A senior Taliban commander was quoted Saturday as saying American soldiers are too soft for the rigors of ground combat in Afghanistan and that the U.S.-led air campaign has inflicted little damage on the country's defenses.

In an interview published by the Pakistani newspaper The News, Mullah Jalaluddin Haqqani said about 25 Taliban soldiers have been "martyred" in the U.S.-led air campaign, which began Oct. 7 to force the Afghans to hand over terrorist suspect Osama bin Laden.

"We are eagerly awaiting the American troops to land on our soil, where we will deal with them in our own way," Haqqani was quoted as saying. "I tell you the Soviets were a brave enemy and their soldiers could withstand tough conditions. The Americans are creatures of comfort. They will not be able to sustain the harsh conditions that await them."

Haqqani, a veteran of the 1979-1989 war against the Soviet Union, is the commander of the Taliban forces in southern Afghanistan. The News said it spoke to him in an undisclosed location in Pakistan.

Members of Haqqani's family live in Pakistan, but the newspaper did not say why he was here. The Pakistani foreign ministry spokesman, Riaz Mohammed Khan, said Haqqani was here as part of consultations on prospects for a broad-based, post-Taliban government in Afghanistan and had met with senior Pakistani officials.

In the interview, however, Haqqani gave no indication he and other Taliban figures were ready to step down despite the U.S. onslaught.

"We have so far held on to our defenses," Haqqani said. "The military strikes have failed miserably to inflict any serious or crippling damage to our defense."

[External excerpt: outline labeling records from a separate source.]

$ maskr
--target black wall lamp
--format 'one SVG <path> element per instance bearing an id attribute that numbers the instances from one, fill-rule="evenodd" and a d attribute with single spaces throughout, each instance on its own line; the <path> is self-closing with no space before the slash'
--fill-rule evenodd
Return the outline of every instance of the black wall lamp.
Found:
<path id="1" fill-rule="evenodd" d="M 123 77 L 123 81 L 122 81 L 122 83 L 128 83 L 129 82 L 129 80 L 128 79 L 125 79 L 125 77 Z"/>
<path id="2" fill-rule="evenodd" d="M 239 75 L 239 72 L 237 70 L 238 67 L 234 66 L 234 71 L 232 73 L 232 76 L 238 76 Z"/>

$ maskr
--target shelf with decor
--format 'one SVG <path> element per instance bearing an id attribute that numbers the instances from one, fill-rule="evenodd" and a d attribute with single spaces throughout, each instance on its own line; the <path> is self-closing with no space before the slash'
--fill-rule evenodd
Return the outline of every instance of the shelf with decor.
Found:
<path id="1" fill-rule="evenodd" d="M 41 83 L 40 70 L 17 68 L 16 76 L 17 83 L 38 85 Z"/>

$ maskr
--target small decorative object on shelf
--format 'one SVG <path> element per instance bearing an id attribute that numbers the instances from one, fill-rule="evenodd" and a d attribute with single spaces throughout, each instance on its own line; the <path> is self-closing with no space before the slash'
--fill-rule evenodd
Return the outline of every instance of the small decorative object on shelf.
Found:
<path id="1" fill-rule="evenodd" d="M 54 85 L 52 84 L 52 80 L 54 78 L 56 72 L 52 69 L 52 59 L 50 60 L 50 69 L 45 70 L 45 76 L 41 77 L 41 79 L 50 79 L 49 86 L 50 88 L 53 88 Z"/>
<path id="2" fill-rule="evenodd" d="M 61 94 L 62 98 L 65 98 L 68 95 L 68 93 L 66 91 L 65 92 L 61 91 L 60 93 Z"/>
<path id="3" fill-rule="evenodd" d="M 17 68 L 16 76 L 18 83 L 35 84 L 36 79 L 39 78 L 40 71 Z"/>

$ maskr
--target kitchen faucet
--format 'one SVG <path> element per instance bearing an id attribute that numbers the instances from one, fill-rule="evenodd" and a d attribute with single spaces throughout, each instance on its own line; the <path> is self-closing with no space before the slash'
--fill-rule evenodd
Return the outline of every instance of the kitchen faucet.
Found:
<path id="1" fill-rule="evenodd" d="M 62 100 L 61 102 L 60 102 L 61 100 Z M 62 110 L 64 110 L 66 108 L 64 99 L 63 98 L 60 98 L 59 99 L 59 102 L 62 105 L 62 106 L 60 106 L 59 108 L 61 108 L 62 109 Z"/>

Haqqani said not a single key figure of the Taliban or bin Laden's al-Qaida leadership had been killed; "however, about 25 Taliban soldiers have been martyred."

The interview was published on the same day that Pentagon officials said about 100 U.S. Army Rangers and other special troops raided a Taliban camp in southern Afghanistan.

The Pentagon did not mention any hostile contact with Taliban forces but said an American helicopter on standby for search-and-rescue crashed in Pakistan, killing two U.S. troops.